During its meeting last week, UNESCO’s Intergovernmental Committee for the Safeguarding of the Intangible Cultural Heritage inscribed the art of miniature as a common item between Iran, Azerbaijan, Turkey and Uzbekistan on the Representative List of the Intangible Cultural Heritage of Humanity.
Mohammad-Baqer Aqamiri, a prominent Iranian artist who has been working on Persian painting over the past 40 years, has called the word “miniature” a Latin import and said that using the word for Persian painting incorrect.
“During the National Biennial of Persian Painting in 1994, I proposed the word ‘negargari’ for Persian painting instead of ‘miniature’ as the art has been recognized as Persian painting around the world over the years,” Aqamiri told the Persian service of ILNA on Tuesday.
“Whether the art is registered at UNESCO or not, it is recognized as Persian painting around the world. Meanwhile, the art has been shared at UNESCO with some countries having no background in the field,” lamented the expert who is teaching the art at several Iranian academic centers.
“For example, Turkey has centered on the art over the past 30 or 40 years, and their artworks in this field are really amateurish, and Azerbaijan has no artist who has his own style or anything of significance to say in Persian painting,” he noted.
Following the registration of Persian painting on the UNESCO list, Afghanistan has officially complained to the organization about not having a share in the file.
“It should not be forgotten that Iran’s borders in the past went beyond what we see today. In the past, even Herat was one of Iran’s cities that was located in the Great Khorasan region, but now, Afghanistan arrogates the art to itself,” Aqamiri said.
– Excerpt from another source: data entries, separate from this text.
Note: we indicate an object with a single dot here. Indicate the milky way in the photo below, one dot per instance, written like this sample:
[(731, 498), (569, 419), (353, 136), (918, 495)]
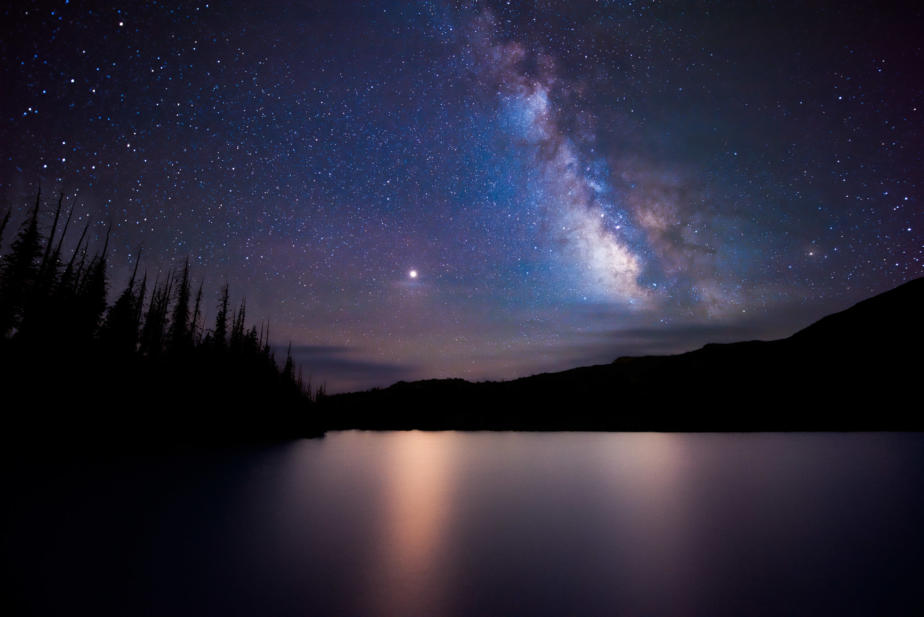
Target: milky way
[(570, 182)]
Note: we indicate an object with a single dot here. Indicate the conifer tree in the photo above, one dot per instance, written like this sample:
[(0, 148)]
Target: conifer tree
[(220, 335), (18, 272), (180, 338)]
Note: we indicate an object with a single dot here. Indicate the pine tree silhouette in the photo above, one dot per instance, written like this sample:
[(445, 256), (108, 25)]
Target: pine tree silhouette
[(19, 271)]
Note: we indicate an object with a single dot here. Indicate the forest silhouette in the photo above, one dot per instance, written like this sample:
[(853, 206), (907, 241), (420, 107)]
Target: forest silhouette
[(145, 366)]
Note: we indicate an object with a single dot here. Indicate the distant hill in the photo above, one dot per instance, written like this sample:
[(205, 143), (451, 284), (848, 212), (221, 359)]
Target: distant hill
[(858, 369)]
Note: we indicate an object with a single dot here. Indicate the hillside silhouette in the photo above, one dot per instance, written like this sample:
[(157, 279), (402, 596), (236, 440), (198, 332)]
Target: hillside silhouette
[(858, 369), (145, 368)]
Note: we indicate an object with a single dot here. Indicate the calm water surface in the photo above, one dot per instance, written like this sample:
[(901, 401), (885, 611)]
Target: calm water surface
[(478, 524)]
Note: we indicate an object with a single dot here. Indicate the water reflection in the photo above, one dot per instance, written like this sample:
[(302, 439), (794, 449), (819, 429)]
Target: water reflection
[(417, 469), (472, 524)]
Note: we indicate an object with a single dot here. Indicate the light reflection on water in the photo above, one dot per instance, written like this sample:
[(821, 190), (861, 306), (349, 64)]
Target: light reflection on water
[(445, 523)]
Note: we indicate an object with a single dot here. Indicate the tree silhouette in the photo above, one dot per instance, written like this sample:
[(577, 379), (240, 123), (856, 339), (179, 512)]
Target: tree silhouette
[(19, 271)]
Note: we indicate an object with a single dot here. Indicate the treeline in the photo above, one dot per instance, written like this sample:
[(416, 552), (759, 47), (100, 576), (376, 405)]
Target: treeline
[(145, 364)]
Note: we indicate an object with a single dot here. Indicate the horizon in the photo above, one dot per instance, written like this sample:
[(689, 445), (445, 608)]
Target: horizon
[(485, 192)]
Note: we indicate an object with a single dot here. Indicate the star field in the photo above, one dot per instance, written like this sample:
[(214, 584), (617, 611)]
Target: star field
[(483, 190)]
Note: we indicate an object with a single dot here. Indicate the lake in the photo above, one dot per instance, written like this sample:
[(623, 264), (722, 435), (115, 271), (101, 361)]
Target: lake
[(449, 524)]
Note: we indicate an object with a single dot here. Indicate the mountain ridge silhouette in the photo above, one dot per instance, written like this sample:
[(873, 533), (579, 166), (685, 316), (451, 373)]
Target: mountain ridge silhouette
[(851, 370)]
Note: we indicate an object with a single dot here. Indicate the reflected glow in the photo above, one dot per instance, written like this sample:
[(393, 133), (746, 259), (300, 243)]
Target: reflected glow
[(417, 502)]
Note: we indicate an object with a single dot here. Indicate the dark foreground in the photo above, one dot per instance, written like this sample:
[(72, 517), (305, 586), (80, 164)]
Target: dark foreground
[(472, 524)]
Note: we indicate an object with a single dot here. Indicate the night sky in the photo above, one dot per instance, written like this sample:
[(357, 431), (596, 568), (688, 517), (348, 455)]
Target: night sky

Mohammad-Ali Rajabi, a member of the Iranian Academy of Arts who also teaches art at several academic centers, has said that Iran has agreed to share the art file with other countries under pressure from some countries such as the United States.
“By their monopolistic policies, countries such as the U.S. intend to stop Iran’s progress, taking all that Iran possesses, and attribute it to other countries,” he said.
“Although the MCHTH officials sought to register Persian painting for Iran at UNESCO, the pressure caused the item to be inscribed as a multinational file,” he lamented.
“A large number of Persian painters and artists in other fields were taken captive by the Ottomans during Sultan Selim’s raid on Iran, and Persian painting flourished in the Ottoman Empire at that time with the help of these Iranian artists,” he said.
“A present, Turkey has no art that can be named negargari so it is fundamentally nonsense to share the UNESCO status on the art of negargari with Turkey and these other countries,” Rajabi noted.
A Persian painting is a two-dimensional artwork that involves the design and creation of small paintings on a book illustration or a separate work of art intended to be kept in an album of such works called a muraqqa.
The techniques are broadly comparable to the Western and Byzantine traditions of miniatures in illuminated manuscripts.
Although there is an equally well-established Persian tradition of wall-painting, the survival rate and state of preservation of miniatures is better, and miniatures are a much better-known form of Persian painting in the West. Many of the most important examples of this art form are in Western, or Turkish museums.
Persian painting became a significant Iranian genre during the 13th century, receiving Chinese influence after the Mongol conquests, and the highest point in the tradition was reached in the 15th and 16th centuries.
Persian painting was the dominant influence on other Islamic miniature traditions, principally the Ottoman miniature in Turkey, and the Mughal miniature in the Indian subcontinent.